Dikontribusikan oleh Bapak H. Kusnadi Jaya, S.Kep., Ns, M.Kep., QRMA., CRP., CHAE.
Ketua Sub Komite Manajemen Risiko RSUD dr. Murjani
Kendali manajemen risiko di rumah sakit pada saat ini terintegrasi dalam wadah Komite Mutu sebagai sub komite, bersama-sama dengan Sub Komite Mutu dan Sub Komite Keselamatan Pasien. Sejak era SNARS, SNARS 1.1, hingga era STARKES, aktivitas manajemen risiko selalu menjadi perhatian dalam penilaian akreditasi rumah sakit. Beberapa istilah populer berikut akan mengkoneksikan anda dengan manajemen risiko di rumah sakit antara lain: proses berisiko tinggi, pelayanan berisiko tinggi, FMEA, risiko jatuh, Pencegahan dan Pengendalian Infeksi (PPI), Manajemen Fasilitas dan Keselamatan (MFK), Kesehatan dan Keselamatan Kerja (K3), Hazard Vulnerability Assessment (HVA) dan Risk Register itu sendiri. Dengan kata lain, sejak 2012 manajemen risiko telah dikenal dan diaplikasikan di rumah sakit.

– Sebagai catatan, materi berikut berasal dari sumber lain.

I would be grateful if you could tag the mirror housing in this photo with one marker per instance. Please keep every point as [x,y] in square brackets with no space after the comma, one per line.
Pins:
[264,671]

Yang menarik adalah, ketika Peraturan Menteri Kesehatan Nomor 25 tahun 2019 tentang Penerapan Manajemen Risiko Terintegrasi di Lingkungan Kementerian Kesehatan dirilis, seketika PMK ini menjadi soko guru peraturan-peraturan internal terkait manajemen risiko di rumah sakit, baik itu RS vertikal, RSUD, dan RS swasta. Sampai akhirnya ketika IRMAPA menyelenggarakan event mengenai GRC sektor publik, dilanjutkan kemudian CRMS dan ekosistemnya menyelenggarakan event menuju Indonesia Emas melalui Manajemen Risiko, barulah saya memahami bahwa PMK 25/2019 adalah peraturan turunan yang dilahirkan lebih dahulu sebelum Peraturan Presiden Nomor 39 tahun 2023 tentang Manajemen Risiko Pembangunan Nasional (PP MRPN) dirilis. Dengan demikian, spiritnya PMK 25/2019 adalah mengelola risiko-risiko terkait pembangunan nasional. Dengan kata lain, (Jika PMK 25/2019 ini tetap dijadikan rujukan peraturan internal RS terkait manajemen risiko) peraturan ini mendudukkan posisi rumah sakit sebagai sebuah entitas yang terlibat dalam pencapaian sasaran strategis sektor kesehatan yang tertuang dalam RPJMN sektor kesehatan yang akan berakhir tahun 2024 ini. Dengan kata lain, pada akhir 2024 ini semua RS yang merujuk pada PMK 25/2019 harus mereview semua ketidakpastian yang mempengaruhi kapasitasnya dalam berkontribusi terhadap pencapaian sasaran-sasaran RPJMN sektor kesehatan dalam skala lokal atau regional untuk mendapatkan gambaran tentang risiko residual. Jika kita berdiri di RS Vertikal tentu hal ini sudah otomatis berjalan. Namun ketika kita di posisi RSUD dan RS Swasta, rasa-rasanya analisis risiko residual kita masih belum mempertimbangkan hal itu.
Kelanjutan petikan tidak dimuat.